FIG. 7.

Menin coactivates PPARγ-mediated transcription in a ligand-dependent fashion. (A) Cos7 cells were transiently transfected with a 5× GalTK-luciferase construct and an expression plasmid for Gal4-PPARγ(AF2) and treated with 1 μM rosiglitazone or DMSO for 24 h. Increasing amounts of menin were cotransfected.

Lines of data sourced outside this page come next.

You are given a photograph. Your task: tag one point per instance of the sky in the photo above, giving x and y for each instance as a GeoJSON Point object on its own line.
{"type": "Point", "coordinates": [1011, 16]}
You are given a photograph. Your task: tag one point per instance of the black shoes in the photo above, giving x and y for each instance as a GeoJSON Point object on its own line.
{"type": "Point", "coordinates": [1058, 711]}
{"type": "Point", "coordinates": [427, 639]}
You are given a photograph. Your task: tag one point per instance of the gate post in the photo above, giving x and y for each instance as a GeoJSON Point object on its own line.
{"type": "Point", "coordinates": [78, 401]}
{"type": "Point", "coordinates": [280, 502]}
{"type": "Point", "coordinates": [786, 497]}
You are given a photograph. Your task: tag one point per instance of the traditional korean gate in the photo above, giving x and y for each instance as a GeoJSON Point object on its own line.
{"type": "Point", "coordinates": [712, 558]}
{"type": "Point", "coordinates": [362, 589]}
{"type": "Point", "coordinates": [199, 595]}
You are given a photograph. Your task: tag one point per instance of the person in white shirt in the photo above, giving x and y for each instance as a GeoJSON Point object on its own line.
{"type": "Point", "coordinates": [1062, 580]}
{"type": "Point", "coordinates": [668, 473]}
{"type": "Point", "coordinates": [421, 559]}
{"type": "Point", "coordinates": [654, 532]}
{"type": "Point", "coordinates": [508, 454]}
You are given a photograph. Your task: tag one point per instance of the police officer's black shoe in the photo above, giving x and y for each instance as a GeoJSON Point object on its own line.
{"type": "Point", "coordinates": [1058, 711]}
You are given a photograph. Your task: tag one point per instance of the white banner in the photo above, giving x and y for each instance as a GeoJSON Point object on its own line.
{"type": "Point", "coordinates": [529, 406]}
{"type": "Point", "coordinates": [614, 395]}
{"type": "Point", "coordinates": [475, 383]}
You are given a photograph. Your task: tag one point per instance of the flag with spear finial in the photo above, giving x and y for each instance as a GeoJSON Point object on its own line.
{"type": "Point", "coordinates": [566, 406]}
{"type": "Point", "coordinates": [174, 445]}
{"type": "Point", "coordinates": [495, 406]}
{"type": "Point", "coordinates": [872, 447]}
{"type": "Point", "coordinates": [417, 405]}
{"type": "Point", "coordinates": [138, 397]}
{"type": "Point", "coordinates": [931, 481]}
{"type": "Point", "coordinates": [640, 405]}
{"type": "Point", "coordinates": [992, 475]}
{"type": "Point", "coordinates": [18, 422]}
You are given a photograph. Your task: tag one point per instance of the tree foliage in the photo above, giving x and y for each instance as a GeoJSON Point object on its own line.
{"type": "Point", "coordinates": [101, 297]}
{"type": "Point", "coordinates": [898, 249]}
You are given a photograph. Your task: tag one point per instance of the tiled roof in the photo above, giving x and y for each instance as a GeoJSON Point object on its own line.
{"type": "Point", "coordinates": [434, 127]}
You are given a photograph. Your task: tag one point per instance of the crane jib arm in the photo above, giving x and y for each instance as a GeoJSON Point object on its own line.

Firefly luciferase readings were normalized against Renilla luciferase, which served as an internal control. Columns represent averages and standard deviations of two independent experiments performed in triplicate. All luciferase assays shown were performed in this fashion. (B) Menin was overexpressed in cells cotransfected with Gal4-PPARγ(AF2) and in cells coexpressing Gal4-PPARγ(AF1). (C) Along with 50 ng of the menin (M) expression plasmid, cells were transfected with 450 ng of pSG5-SRC1e (S), 450 ng pSG5-HA-CARM1 (C), or a combination of these factors and menin. (D) A Gal4-PPARγ(AF2) construct bearing two mutations in helix 12 (L468A E471A) was transiently transfected into Cos7 cells. Protein levels of menin, Gal4-PPARγ(AF2), and α-tubulin (α-Tub.) were determined by immunoblotting (IB). Lanes on the gel correspond to the columns shown in the panel above. (E) Expression plasmids encoding the L264P and L267P menin mutants were cotransfected with Gal4-PPARγ(AF2). Menin protein levels were determined by immunoblotting with α-tubulin as a loading control. (F) The LLWAA and L22R mutations were also introduced in the MEN1 expression plasmid and transfected into Cos7 cells for luciferase assays. Protein levels were determined as in panel E.